The following method call is either something you’re either very familiar with or something you’ve never heard about: ChangeDetectorRef.markForCheck()
If you’ve never heard about it, congratulations! It means you’ve been using Angular in a way that doesn’t require you to mess with change detection, and that’s an excellent thing.
On the other end of the spectrum, if you see that method in many places in your code, your architecture might have a problem. Why is that? As we covered before, there are two types of change detection: Default
and onPush
.
When we use onPush
, we’re telling Angular: “This is a component that relies on @Input
values to display its data, so don’t bother re-rendering that component when @Input
do not change”.
The thing is, sometimes people start using onPush
full of good intentions. Then, they start injecting services into their component, and when the data in those services change, the component does not re-render… So, instead of disabling ChangeDetection.OnPush
(or figuring out a better way to keep their component as a presentation component), they go to StackOverflow, where people say: Just use ChangeDetectorRef.markForCheck()

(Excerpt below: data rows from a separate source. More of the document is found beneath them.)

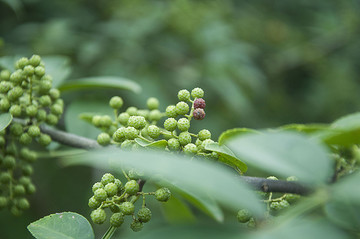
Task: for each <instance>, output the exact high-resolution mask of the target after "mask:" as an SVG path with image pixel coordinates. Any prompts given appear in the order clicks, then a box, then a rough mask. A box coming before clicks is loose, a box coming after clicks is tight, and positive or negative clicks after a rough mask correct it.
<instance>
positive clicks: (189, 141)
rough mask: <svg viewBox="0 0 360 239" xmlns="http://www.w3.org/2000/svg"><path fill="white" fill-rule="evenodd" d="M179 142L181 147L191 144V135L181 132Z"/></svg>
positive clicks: (179, 135)
mask: <svg viewBox="0 0 360 239" xmlns="http://www.w3.org/2000/svg"><path fill="white" fill-rule="evenodd" d="M179 142H180V144H181V145H187V144H189V143H191V135H190V134H189V132H181V133H180V134H179Z"/></svg>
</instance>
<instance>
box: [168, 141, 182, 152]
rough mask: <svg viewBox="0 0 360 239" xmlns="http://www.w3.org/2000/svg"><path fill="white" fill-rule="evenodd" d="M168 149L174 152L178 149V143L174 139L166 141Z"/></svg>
mask: <svg viewBox="0 0 360 239" xmlns="http://www.w3.org/2000/svg"><path fill="white" fill-rule="evenodd" d="M168 147H169V149H170V150H173V151H176V150H179V149H180V142H179V140H177V139H175V138H171V139H169V140H168Z"/></svg>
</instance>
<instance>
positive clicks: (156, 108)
mask: <svg viewBox="0 0 360 239" xmlns="http://www.w3.org/2000/svg"><path fill="white" fill-rule="evenodd" d="M146 105H147V107H148V108H149V110H155V109H158V108H159V100H158V99H156V98H154V97H150V98H149V99H148V100H147V102H146Z"/></svg>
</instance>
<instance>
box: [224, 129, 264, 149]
mask: <svg viewBox="0 0 360 239" xmlns="http://www.w3.org/2000/svg"><path fill="white" fill-rule="evenodd" d="M251 133H259V132H258V131H256V130H253V129H249V128H235V129H229V130H226V131H224V132H223V133H222V134H221V135H220V136H219V139H218V143H219V145H223V144H225V143H226V141H228V140H229V139H231V138H232V137H235V136H239V135H242V134H251Z"/></svg>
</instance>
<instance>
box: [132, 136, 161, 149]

, and problem solved! Here’s a typical screenshot of such a response:
That’s because ChangeDetectorRef.markForCheck()
does exactly that: It’s a way to tell Angular that something changed in our component, so Angular must check and re-render that component as soon as possible. As you can guess, this is meant to be an exception and not the rule.
The main reason why we would use ChangeDetectorRef.markForCheck()
is if we integrate a non-Angular friendly 3rd party library that interacts with the DOM and changes values that Angular cannot see because Angular doesn’t manage that DOM. In other scenarios, we should avoid using it and think about a better architecture.